2.5.3. Linear mixed model analysis for evaluating changes in the FSS-3 and FSS-9 sum scores and the VAFS score
We used a LMM analysis (Mplus multilevel modelling: TwoLevel) to evaluate linear changes from baseline in the sum scores of the FSS-3 and FSS-9, the scores in the separate FSS-9 items, and the VAFS score. We included all 917 health assessments. First, we estimated a full random intercept random slope model, which gave us the mean and individual variance in terms of both level and change together with the relationship between level and change [29]. We re-estimated the model as a random intercept fixed slope model if the covariance between the intercept and the slope variance was statistically non-significant. We used the Mplus Maximum Likelihood Robust estimator to correct standard errors for potential deviation from normality [30]. In addition, interclass correlations were estimated. We used full information maximum likelihood in order to use all available measurements.
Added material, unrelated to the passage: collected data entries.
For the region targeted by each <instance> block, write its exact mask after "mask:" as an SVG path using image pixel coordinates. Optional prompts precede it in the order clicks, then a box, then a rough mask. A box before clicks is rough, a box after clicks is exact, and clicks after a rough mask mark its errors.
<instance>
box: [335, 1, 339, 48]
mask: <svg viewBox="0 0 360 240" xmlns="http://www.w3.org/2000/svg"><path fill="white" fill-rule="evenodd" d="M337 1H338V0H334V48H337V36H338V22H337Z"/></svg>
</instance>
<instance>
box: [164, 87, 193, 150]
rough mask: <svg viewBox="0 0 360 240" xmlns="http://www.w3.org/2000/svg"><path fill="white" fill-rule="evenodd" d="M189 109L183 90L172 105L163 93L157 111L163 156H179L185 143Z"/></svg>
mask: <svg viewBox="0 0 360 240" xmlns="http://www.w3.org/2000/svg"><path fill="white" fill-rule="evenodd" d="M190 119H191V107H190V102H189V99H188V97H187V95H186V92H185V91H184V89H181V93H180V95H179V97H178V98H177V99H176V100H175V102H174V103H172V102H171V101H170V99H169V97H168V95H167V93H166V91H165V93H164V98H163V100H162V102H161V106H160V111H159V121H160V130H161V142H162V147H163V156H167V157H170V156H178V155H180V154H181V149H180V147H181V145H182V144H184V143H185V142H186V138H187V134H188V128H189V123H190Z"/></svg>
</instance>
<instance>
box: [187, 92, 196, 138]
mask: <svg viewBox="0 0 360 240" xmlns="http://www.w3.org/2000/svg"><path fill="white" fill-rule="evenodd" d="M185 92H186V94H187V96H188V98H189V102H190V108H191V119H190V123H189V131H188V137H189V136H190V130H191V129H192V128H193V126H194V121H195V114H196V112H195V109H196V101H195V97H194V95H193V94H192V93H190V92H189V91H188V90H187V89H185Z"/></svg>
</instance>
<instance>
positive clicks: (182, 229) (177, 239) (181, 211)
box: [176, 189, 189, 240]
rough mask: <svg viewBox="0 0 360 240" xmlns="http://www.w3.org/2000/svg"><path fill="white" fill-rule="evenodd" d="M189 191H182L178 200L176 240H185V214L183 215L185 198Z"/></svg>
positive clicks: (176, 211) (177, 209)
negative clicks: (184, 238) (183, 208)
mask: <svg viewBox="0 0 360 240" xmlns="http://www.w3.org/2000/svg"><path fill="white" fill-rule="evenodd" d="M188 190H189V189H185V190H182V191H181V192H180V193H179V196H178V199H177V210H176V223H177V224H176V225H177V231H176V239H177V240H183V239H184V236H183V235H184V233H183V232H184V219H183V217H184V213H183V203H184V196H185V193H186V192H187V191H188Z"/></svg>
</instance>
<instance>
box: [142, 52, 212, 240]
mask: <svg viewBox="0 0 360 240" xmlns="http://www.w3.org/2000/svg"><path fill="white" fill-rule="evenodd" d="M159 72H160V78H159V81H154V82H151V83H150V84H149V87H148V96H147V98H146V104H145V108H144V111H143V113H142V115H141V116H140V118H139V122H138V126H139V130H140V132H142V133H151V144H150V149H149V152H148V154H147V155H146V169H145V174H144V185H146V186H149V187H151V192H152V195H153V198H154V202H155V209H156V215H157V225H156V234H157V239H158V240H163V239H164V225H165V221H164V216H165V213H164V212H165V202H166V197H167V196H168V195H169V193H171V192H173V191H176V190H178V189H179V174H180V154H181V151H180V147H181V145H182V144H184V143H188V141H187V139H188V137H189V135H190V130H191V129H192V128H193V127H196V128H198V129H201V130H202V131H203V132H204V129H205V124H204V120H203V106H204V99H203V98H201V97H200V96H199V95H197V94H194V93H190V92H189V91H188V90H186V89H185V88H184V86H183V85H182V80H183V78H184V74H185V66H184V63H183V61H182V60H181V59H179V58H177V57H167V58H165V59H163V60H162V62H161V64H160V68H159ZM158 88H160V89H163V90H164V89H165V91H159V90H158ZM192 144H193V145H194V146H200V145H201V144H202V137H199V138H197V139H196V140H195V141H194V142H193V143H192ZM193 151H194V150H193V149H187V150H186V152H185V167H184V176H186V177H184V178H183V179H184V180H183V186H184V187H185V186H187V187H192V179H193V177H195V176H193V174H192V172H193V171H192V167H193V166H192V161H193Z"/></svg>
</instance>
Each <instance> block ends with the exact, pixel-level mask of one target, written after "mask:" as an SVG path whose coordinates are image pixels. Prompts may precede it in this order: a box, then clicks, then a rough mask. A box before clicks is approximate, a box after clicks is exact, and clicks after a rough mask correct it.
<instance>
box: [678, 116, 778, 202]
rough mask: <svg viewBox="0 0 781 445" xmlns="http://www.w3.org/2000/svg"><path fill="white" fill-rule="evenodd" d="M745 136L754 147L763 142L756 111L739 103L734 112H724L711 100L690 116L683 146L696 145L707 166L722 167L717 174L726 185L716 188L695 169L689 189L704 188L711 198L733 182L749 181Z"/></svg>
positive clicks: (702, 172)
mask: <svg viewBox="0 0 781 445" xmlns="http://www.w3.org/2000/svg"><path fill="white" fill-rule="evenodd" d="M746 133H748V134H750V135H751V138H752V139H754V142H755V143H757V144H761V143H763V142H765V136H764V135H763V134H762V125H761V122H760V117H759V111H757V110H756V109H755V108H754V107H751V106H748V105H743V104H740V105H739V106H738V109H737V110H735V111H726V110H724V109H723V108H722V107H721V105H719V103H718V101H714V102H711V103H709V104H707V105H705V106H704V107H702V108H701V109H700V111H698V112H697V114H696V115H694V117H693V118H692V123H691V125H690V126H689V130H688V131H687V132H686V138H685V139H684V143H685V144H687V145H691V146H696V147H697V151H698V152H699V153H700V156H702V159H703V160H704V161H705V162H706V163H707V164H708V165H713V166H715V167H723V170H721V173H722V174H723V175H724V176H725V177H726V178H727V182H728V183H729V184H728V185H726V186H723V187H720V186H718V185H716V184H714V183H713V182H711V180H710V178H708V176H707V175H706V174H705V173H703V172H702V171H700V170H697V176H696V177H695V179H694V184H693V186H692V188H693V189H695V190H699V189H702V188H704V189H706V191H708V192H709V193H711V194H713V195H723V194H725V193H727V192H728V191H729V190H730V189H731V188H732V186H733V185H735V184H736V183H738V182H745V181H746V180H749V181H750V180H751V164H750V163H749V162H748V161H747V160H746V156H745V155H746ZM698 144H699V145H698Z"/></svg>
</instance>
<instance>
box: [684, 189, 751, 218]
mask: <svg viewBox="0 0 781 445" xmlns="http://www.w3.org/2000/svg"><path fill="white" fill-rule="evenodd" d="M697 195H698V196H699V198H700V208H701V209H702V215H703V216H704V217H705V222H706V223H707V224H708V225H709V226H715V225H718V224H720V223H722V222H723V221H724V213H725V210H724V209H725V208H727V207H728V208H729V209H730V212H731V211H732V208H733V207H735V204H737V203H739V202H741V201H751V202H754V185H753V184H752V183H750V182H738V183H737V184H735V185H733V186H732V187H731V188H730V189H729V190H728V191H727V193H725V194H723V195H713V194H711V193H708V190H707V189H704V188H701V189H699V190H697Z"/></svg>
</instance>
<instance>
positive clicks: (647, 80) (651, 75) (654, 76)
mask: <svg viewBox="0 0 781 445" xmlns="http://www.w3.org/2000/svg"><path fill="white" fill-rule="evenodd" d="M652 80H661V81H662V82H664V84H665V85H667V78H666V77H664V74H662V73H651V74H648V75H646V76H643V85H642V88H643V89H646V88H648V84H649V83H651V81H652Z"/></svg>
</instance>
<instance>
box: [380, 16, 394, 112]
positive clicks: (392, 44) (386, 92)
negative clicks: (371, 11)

The full information maximum likelihood assumes ‘missing at random’ [31]. Based on separate variables as indicators of the same underlying construction, we expected similar changes over time in the indicators and as seen in the FSS-9 sum score.
2.6. Ethics approval and consent to participate
The study was reviewed and approved by the Regional Ethical Committee for Health Research (REC) West, Norway (reference number: 2017/51/REK Vest, dated 29.03.2017/20.04.2017). Each patient provided written informed consent prior to enrolling in the study.